You came into my life at a time when I thought love was a lie and happily ever after existed only in fairytales and on TV, you changed all that.  You changed me.

You made me realise I have this reserve of love that has been lying dormant for the longest time.  What we have is so special, we dispell myths and are living proof, that love, is always enough.

The first song I dedicate to you, my baby, is, Beautiful Soul by Jesse Mc Cartney, “I don’t want another pretty face, I don’t want just anyone to hold.  I don’t want my love to go to waste.  I want you and your beautiful soul.”

Then, If I didn’t have yoy by Amanda Marshall, this song will be our first dance, when we eventually manage to get a wedding together. “I’d give up my sight just to see you, I’d beg I would borrow and steal, cut off my hands just to touch you and tear out my heart so you know how I feel.  There’s nowhere that I wouldn’t follow, there’s nothing that I wouldn’t do, cos I wouldn’t wanna be me, if I didn’t have you.”
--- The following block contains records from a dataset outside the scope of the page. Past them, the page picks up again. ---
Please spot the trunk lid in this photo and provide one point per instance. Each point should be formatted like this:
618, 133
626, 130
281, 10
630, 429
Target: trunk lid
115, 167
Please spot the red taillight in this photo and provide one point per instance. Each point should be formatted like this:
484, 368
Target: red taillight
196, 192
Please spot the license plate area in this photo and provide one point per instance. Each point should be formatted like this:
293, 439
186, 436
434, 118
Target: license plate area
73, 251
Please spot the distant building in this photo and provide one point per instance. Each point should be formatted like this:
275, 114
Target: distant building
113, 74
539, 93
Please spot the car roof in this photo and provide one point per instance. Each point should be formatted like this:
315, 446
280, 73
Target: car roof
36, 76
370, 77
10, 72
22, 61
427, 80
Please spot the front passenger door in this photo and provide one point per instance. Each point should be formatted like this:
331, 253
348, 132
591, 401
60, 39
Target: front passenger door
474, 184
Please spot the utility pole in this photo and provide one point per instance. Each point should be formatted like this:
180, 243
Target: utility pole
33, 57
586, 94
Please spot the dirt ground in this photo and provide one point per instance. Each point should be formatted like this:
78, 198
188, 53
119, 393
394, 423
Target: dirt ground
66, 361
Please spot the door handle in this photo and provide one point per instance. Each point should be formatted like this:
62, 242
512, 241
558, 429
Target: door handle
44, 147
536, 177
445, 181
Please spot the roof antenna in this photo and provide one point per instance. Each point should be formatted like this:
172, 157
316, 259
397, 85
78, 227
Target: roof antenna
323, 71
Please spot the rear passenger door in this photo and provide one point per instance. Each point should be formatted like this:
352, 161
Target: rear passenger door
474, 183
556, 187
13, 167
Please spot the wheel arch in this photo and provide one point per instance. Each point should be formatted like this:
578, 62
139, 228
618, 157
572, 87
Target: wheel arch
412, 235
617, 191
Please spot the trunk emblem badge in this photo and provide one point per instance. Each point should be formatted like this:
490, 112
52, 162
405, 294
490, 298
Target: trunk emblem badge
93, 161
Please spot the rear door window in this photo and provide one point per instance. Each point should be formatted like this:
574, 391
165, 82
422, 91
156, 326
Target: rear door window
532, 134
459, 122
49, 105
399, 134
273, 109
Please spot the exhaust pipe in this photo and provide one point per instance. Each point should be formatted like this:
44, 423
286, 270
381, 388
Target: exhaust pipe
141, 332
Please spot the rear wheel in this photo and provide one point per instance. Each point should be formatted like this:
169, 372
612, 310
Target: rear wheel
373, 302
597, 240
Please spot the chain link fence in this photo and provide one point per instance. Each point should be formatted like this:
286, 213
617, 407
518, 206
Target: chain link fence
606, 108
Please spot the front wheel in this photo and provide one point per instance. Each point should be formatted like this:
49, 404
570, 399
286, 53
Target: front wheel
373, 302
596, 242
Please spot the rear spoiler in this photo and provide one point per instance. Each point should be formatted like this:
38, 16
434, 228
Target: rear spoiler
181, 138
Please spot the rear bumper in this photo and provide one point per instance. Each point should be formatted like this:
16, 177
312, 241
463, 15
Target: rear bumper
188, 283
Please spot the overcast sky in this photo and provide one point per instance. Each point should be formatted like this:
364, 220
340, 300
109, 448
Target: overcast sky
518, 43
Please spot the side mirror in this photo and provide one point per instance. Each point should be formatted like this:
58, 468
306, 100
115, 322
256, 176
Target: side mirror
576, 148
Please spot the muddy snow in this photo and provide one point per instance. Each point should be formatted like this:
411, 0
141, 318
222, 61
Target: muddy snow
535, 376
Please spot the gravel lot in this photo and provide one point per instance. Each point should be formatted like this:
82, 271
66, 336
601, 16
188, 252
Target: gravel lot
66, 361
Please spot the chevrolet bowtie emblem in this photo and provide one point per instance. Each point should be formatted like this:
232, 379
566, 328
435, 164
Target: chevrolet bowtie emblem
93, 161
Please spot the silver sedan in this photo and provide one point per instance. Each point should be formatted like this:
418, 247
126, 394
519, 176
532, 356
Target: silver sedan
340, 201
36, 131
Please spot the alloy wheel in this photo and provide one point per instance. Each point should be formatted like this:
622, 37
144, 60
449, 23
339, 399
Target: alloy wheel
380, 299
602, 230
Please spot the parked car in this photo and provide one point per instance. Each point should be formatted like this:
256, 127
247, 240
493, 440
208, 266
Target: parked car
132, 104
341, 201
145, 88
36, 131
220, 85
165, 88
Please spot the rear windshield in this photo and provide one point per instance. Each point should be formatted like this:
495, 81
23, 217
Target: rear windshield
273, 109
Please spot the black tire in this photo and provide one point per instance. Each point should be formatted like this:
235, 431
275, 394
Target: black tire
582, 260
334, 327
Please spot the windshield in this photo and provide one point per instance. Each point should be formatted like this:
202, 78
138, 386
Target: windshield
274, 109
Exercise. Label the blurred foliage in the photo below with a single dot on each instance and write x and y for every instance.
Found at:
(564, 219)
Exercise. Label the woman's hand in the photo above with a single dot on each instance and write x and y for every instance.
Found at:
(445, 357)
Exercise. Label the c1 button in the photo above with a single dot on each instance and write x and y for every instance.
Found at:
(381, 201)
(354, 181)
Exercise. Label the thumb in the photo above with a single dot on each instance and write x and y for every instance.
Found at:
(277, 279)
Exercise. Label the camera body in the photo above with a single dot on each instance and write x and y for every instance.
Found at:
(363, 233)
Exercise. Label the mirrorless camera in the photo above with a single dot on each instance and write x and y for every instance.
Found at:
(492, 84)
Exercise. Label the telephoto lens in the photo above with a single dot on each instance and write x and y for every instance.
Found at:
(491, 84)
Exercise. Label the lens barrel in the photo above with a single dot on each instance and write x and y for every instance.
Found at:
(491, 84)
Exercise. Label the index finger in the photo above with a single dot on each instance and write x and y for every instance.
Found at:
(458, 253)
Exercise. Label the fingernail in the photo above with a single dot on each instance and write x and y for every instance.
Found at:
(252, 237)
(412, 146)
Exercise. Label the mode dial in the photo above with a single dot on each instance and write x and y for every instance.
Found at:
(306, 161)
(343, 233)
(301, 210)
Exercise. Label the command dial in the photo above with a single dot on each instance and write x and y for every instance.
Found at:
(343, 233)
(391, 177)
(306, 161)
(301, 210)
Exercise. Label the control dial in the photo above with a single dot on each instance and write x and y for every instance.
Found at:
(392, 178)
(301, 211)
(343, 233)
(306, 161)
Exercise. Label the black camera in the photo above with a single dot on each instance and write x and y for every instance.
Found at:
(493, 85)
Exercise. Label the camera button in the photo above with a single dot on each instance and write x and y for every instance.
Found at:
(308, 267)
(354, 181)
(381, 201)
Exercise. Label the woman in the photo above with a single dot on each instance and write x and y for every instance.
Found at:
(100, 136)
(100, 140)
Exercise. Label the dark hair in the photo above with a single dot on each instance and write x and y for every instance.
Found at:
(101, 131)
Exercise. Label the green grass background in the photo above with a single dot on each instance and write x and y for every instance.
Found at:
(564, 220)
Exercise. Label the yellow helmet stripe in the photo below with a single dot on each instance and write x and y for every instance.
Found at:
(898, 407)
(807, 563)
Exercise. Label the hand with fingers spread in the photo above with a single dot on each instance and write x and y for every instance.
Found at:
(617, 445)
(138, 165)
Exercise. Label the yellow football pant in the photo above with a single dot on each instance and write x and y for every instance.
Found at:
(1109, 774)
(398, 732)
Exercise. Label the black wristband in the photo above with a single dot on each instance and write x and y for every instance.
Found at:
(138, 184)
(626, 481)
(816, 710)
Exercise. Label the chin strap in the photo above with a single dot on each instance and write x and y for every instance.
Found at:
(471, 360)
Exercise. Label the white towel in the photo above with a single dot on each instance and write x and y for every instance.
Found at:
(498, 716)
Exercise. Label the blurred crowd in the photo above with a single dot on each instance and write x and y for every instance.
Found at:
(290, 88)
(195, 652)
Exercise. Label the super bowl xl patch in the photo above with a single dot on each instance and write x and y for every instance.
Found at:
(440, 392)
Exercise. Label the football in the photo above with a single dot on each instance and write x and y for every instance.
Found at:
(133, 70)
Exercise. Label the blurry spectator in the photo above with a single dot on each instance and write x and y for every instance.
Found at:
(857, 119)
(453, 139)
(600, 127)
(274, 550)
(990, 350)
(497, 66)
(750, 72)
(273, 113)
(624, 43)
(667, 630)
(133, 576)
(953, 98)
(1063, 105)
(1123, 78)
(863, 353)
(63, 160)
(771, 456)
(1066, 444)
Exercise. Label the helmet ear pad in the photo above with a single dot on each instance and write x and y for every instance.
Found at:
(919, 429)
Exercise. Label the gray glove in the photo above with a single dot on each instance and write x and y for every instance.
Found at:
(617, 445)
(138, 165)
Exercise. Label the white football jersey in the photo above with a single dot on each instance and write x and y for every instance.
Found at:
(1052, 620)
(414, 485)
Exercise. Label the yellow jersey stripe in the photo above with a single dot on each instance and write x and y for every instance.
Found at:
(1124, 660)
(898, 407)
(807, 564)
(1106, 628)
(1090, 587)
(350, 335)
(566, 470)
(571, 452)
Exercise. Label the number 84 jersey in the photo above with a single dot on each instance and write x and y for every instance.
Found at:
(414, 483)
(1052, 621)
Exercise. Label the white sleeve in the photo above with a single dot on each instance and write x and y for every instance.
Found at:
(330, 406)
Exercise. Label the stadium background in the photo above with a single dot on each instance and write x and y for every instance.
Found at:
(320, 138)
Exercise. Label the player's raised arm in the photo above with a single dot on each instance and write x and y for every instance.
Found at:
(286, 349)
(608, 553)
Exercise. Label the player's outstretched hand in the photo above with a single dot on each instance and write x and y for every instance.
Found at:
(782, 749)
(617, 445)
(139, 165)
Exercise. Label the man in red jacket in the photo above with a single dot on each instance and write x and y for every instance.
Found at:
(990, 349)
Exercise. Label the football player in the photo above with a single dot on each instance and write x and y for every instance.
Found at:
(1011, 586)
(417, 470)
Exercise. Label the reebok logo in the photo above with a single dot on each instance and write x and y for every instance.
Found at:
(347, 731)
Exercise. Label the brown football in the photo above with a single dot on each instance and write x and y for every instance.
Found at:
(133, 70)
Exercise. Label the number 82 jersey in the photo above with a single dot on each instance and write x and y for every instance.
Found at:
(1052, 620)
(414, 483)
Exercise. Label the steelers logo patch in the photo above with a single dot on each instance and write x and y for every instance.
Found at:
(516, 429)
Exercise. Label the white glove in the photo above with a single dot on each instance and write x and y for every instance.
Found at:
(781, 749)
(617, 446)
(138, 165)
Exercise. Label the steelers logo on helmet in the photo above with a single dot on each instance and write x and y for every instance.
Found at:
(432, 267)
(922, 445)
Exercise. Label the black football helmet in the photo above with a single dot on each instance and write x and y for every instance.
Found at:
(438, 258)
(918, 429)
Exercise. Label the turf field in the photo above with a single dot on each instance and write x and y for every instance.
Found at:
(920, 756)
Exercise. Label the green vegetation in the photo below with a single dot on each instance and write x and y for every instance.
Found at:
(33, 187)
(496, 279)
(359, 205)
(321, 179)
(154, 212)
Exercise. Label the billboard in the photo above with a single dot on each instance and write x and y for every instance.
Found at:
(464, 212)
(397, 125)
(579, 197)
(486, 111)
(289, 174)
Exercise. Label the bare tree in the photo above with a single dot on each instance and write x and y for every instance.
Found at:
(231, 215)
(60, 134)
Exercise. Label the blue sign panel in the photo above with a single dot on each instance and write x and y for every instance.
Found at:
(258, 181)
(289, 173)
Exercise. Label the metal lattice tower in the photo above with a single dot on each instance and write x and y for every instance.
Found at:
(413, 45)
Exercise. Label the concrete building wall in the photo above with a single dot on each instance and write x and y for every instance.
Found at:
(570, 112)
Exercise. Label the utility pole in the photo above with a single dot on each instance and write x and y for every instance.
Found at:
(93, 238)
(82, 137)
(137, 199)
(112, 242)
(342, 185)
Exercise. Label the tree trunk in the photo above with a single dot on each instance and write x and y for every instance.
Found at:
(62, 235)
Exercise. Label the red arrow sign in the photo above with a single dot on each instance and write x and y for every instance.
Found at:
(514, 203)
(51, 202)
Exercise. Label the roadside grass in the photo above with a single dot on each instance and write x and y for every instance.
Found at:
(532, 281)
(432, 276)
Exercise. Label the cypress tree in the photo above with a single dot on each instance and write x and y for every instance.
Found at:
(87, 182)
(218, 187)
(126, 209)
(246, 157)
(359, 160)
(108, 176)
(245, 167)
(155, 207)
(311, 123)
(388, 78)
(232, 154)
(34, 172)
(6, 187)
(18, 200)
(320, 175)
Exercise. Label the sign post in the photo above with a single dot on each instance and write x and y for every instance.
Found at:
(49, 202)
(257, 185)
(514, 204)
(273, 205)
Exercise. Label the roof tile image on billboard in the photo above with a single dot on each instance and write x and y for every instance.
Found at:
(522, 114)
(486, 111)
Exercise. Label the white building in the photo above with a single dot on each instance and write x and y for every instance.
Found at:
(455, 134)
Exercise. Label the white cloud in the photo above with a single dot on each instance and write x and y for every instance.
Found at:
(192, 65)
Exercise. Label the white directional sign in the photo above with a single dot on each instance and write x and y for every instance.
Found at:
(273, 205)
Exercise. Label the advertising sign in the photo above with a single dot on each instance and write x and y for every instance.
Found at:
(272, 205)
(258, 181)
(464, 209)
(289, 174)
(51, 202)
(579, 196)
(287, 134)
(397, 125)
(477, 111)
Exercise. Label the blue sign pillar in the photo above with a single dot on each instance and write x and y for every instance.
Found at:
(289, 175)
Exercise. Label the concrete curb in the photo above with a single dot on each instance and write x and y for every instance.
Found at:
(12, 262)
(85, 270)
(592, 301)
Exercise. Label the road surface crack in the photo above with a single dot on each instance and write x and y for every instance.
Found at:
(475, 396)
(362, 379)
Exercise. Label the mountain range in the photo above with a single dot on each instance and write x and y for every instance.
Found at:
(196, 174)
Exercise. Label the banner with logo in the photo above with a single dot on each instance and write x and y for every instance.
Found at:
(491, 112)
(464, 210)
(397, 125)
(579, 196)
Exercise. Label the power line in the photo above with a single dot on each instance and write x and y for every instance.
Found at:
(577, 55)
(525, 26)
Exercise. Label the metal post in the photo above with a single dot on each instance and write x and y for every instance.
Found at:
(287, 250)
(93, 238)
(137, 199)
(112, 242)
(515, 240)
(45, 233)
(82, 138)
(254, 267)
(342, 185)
The Reason by Hoobastank, you know why 😉

Fools rush in by Elvis, we may have done everything pretty darn quickly in the beginning but we weren’t wrong were we?

Lastly, Stickwityou by Pussy Cat Dolls, cos I know, “Nobody’s gonna love me better, I’m gonna stick wit you forever.”

I love you.  I cannot wait to be your wife and to spend forever with you.

xxx

Day 23 → Something you wish you had done in your life.

I wish I has studied after school.  I was always an excellent student and very much an academic.

But my daughter was born the year after I finsihed school, I had nappies to buy and kids to raise and studying was just never an option.

Until today, I have never had the money to study, if someone gave me the financial backing to study I would give up sleep for four years to get a degree.

Alas, it is not likely to happen, so maybe one day.

Day 22 → Something you wish you hadn’t done in your life.

There is honestly nothing I wish I hadn’t done because as trite as it sounds each and every action has brought me to here and now.

And that may not be perfect, but it is pretty damn incredible.

So yes I have visited the depths of despair and have had highs of which the memories make my heart sing.

I have learned from each mistake, I have treasured every moment of beauty, and shall continue to do so without holding back or regretting things.

Live in the now, it is all that is certain.